Name Dexmedetomidine
Classes Central Nervous System Agent
Sedative and Hypnotic
Diseases CNS Disorder
Sleeping Disorder

Dexmedetomidine

Dexmedetomidine is a selective alpha-2 adrenergic agonist. Dexmedetomidine acts on alpha-2 adrenergic receptors in the central nervous system, leading to inhibition of norepinephrine release. This results in sedation, analgesia, and sympathetic nervous system suppression, providing a state of cooperative sedation in patients.

  • To induce sedation in adult patients within the Intensive Care Unit (ICU), aiming for a sedation level no more profound than responding to verbal stimuli, as indicated by the Richmond Agitation-Sedation Scale (RASS) within the range of 0 to -3.
  • To achieve sedation in adult patients who are not intubated before and/or during diagnostic or surgical procedures that necessitate a sedated state, specifically known as procedural or awake sedation.

Patients already intubated and sedated may switch to dexmedetomidine with an initial infusion rate of 0.7 micrograms/kg/h which may then be adjusted stepwise within the dose range of 0.2 to 1.4 micrograms/kg/h in order to achieve the desired level of sedation, depending on the patient's response. A lower starting infusion rate should be considered for frail patients. Dexmedetomidine is very potent and the infusion rate is given per hour. After dose adjustment, a new steady state sedation level may not be reached for up to one hour.

Adverse reactions of Dexmedetomidine are listed below-

  • Hypotension
  • Bradycardia
  • Dry mouth
  • Nausea

Hypotension and Bradycardia:

  • Continuous monitoring of blood pressure and heart rate is essential during dexmedetomidine infusion.
  • Dose adjustment or discontinuation may be necessary if severe hypotension or bradycardia occurs.

Respiratory Depression:

  • Dexmedetomidine can cause respiratory depression, particularly when co-administered with other sedatives or opioids.
  • Continuous monitoring of respiratory function is crucial.

Use in Elderly Patients:

  • Elderly patients may be more susceptible to the hypotensive effects of dexmedetomidine.
  • Careful titration and monitoring are recommended in this population.
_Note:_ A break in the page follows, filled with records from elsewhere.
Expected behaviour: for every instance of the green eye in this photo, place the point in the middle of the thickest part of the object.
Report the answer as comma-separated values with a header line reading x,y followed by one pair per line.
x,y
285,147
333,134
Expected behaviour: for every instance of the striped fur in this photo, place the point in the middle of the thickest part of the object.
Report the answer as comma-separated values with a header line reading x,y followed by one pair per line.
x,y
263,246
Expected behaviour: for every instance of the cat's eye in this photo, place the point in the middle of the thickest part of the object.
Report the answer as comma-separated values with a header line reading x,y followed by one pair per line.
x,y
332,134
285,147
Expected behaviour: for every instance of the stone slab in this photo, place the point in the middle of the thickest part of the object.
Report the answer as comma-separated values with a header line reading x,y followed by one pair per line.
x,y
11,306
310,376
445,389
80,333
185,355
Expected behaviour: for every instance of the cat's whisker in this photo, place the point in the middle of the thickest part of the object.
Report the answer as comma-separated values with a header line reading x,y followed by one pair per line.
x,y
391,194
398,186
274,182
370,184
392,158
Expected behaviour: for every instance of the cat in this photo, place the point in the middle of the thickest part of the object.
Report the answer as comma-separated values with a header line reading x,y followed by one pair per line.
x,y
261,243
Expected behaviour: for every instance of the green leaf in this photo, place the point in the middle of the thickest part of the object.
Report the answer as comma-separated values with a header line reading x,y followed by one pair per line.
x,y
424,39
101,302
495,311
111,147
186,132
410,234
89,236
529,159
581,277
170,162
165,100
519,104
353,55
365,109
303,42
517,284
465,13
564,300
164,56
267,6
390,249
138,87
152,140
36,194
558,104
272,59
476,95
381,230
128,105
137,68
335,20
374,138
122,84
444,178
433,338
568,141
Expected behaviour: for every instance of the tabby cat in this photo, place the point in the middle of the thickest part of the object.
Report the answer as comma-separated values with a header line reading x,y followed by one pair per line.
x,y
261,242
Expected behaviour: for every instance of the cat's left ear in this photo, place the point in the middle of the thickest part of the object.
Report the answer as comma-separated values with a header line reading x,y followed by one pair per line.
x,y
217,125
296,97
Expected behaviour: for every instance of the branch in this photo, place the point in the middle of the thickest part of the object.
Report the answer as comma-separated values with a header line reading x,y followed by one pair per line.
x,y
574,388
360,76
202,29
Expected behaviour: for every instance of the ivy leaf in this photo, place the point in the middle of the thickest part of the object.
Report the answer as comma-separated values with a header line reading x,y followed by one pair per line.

Rebound Hypertension and Tachycardia:

  • Abrupt discontinuation of dexmedetomidine may lead to rebound hypertension and tachycardia.
  • Consider tapering the infusion rate gradually.

Contraindication

Contraindicated in patients with Hypersensitivity to the active substance or any of the excipients.

Dexmedetomidine is contraindicated in the following conditions-

  • Advanced heart block (grade 2 or 3) unless paced.
  • Uncontrolled hypotension.
  • Acute cerebrovascular conditions.